To Go To Dinner
One hundred eighty miles from Roseburg to Portland with a slow hour of inch worm traffic south of Salem. Heavy rain, arrived at my sister's just after 3:00, tired, more than ready to get off the road. It's early morning at the kitchen table, I'm the only one awake, writing. Overcast. They're talking about the sun breaking through later. I wonder.
Evidently the plan is to have Thanksgiving dinner with some of my sister and brother-in-law's friends, a doctor and his wife who is a professional photographer. I met them once at the house here last year. Great. A professional photographer. Competence in the craft. I think I remember my sister saying her father was a famous photographer. Great. More competence. What the hell, I'll get the mechanics down one day, maybe, but I'm never going to have the steam to push picture making beyond beginner. I'm too lazy for that. Or smart. Or old. Or run off at the mouth.
We'll dodge talk of pictures, which shouldn't be hard. Photographers never talk to other photographers in the field or at Thanksgiving dinners, it's part of the ethos. The question is on the photographer's SAT: "Do you now or have you ever talked with another photographer in other than gruff tones in the field or at an evening meal (Thanksgiving not excluded)?" Mumble.

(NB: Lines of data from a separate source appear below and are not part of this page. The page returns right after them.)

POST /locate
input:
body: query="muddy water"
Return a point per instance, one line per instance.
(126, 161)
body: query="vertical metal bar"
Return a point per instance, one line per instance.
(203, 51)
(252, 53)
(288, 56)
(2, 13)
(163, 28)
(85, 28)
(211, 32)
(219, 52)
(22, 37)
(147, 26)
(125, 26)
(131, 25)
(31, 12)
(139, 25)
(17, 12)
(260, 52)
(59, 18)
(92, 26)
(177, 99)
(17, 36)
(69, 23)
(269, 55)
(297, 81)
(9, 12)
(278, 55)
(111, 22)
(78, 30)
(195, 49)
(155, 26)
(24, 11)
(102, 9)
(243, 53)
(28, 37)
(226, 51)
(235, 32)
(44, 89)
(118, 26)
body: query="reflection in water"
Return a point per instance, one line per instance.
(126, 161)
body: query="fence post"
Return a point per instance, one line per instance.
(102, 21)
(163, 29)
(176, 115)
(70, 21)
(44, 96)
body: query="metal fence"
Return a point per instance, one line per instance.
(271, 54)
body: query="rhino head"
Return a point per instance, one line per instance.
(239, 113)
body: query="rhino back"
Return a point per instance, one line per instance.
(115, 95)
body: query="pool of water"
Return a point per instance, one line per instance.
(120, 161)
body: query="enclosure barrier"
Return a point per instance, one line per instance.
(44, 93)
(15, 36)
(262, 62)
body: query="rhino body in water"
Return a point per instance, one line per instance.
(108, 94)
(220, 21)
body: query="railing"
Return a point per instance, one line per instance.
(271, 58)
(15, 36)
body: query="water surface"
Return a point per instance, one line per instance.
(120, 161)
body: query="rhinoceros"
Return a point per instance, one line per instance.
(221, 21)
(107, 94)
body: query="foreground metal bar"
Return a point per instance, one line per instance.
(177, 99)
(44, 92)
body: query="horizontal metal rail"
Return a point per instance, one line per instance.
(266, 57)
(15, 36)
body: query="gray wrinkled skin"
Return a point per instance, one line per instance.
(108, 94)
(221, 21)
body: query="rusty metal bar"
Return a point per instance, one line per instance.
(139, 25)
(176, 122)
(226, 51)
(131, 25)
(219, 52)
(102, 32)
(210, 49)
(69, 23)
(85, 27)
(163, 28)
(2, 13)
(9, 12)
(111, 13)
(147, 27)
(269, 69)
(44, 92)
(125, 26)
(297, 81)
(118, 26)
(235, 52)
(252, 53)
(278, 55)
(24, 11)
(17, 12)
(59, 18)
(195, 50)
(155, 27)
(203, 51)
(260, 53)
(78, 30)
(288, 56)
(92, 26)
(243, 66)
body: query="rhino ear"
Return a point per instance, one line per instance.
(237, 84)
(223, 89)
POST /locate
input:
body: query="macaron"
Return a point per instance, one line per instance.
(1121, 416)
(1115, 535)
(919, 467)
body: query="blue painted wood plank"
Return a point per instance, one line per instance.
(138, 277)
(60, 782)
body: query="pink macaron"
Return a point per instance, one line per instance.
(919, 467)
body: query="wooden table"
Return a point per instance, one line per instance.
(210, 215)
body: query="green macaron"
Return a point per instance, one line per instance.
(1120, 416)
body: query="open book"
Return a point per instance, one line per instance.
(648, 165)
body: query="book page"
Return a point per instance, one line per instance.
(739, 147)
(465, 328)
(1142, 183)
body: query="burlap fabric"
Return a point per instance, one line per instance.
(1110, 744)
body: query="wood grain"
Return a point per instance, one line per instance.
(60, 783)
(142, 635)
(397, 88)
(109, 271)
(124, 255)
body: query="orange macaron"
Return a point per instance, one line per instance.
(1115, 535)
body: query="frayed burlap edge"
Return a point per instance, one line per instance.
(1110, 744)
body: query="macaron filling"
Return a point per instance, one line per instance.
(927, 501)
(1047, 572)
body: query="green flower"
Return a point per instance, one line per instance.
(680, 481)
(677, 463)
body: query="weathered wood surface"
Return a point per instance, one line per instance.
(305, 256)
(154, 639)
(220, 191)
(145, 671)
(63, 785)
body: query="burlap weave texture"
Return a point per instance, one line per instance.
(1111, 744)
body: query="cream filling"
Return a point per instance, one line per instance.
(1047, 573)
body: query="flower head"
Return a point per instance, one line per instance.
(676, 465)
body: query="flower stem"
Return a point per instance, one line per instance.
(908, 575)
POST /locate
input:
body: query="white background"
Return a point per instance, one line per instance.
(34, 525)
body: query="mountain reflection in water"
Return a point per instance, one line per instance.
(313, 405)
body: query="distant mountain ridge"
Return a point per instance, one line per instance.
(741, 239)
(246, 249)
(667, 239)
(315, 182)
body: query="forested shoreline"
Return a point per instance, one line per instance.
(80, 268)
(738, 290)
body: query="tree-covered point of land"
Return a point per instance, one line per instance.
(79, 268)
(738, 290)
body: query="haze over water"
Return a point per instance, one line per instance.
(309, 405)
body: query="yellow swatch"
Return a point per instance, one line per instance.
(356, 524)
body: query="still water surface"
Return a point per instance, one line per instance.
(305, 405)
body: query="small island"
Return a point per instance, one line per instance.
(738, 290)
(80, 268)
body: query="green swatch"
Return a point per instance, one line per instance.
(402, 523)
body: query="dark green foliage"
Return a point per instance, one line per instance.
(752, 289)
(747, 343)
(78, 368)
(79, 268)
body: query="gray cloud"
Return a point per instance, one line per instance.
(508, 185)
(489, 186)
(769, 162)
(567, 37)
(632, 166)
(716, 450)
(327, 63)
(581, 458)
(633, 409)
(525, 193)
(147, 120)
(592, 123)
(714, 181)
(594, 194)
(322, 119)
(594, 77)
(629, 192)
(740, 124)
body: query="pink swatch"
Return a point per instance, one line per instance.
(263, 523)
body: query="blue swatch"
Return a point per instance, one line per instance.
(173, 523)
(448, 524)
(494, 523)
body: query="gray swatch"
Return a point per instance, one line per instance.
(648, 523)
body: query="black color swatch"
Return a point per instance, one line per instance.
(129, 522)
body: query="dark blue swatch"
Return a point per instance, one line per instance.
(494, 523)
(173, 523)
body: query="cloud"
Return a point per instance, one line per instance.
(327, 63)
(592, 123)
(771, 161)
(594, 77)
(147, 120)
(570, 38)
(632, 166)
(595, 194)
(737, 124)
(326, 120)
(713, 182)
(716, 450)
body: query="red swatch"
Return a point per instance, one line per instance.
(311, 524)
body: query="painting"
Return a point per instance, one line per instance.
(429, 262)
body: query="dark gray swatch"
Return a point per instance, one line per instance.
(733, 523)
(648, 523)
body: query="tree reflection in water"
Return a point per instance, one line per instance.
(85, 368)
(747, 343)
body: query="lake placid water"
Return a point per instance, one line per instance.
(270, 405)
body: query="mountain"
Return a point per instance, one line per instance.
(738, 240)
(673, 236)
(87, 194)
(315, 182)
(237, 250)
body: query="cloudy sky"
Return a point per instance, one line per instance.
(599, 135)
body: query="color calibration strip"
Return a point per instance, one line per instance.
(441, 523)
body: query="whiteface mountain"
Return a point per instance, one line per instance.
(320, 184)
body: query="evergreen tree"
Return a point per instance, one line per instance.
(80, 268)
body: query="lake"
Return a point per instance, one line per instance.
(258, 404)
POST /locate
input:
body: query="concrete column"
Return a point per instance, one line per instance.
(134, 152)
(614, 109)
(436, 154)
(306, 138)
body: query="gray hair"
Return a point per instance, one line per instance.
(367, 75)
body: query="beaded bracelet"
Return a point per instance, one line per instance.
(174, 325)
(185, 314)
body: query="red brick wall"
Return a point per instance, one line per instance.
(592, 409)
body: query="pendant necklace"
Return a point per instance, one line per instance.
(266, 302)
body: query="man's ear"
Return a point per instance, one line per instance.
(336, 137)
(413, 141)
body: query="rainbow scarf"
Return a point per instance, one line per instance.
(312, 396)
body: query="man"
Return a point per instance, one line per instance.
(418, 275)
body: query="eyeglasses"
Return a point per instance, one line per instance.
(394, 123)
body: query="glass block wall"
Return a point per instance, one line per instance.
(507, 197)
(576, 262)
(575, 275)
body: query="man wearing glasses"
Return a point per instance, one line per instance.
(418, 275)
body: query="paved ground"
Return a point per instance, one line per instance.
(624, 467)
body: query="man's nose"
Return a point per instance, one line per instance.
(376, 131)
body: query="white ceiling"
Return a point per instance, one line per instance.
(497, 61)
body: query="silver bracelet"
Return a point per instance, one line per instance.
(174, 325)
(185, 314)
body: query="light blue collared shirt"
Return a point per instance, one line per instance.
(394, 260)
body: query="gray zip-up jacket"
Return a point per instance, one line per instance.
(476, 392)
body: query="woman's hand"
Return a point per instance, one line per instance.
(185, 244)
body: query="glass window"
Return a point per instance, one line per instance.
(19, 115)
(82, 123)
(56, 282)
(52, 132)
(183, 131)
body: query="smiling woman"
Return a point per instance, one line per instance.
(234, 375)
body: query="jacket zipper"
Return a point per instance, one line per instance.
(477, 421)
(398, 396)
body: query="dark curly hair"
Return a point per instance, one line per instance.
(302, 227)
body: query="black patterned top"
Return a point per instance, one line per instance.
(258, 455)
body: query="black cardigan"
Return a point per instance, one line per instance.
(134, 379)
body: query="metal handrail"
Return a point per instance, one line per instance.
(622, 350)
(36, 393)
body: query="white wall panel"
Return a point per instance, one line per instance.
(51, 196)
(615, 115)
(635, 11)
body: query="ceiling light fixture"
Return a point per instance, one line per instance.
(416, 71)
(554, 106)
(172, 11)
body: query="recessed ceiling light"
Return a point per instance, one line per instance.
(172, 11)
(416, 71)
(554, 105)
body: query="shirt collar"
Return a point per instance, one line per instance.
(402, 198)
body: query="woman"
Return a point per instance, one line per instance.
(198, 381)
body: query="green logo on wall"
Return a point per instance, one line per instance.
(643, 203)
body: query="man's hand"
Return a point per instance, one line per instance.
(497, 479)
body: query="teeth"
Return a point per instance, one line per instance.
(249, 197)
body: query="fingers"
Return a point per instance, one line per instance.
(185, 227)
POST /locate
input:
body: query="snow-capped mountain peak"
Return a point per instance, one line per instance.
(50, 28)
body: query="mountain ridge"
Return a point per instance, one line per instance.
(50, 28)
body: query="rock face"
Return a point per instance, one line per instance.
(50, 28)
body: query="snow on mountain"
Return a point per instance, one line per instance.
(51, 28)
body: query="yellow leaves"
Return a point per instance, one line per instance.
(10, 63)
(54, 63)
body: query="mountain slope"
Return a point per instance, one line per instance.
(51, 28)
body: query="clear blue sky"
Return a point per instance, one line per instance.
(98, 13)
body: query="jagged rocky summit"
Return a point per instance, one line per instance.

What the hell, so far, so good. Seven hundred miles from Oakland, which, I seem to recall from the car rental agreement, is about a hundred miles less than the agreement allows. I examined my fantasy of buying a vehicle for weekend trips as I was driving. Do I really want to spend time on the road? In a rainstorm? In Oregon? My fantasies (now decades old) of a cab over camper. Would my enthusiasm last more than a week? I wonder. Maybe all this speculation is just me sitting here running on idle, the odd off the wall thought passing through like the odd off the wall word muttered when you're asleep. "Oatmeal". "Motor Oil". "Biscuits". "Mesquite".
The wind has started blowing outside in gusts. I can hear the rain. I am not holding my breath for the sun. Ah, thunder. Yes. The sun. Today. Right.
Later, after shopping, two glasses of Merlot into the afternoon. Dinner is at 4:00. I'm thinking the photographer who's having us all to dinner has a portrait setup. I'll ask her about her lights, what she uses, when. She'll tell me. There are certain exceptions to the don't talk to the photographer rule, and innocent questions over Thanksgiving dinner qualify. I've been looking through a book of my sister's, On The Edge, Images From 100 Years of Vogue. Portraits, singles and groups. I wonder, wonder, wonder. Could I shoot some like those?
The two glasses of Merlot bubble inside. I'll ask the photographer at dinner. I think her father was famous for nature photography, great big color 8 by 10 vue camera stuff, trees and rocks, farms and barns, Ansel Adams. Color Ansel Adams. Entirely different area from mine, entirely different subject. No need to feel insecure. Ask questions, get the lights and the umbrellas and the snoots and the soft boxes). A good day to go to dinner.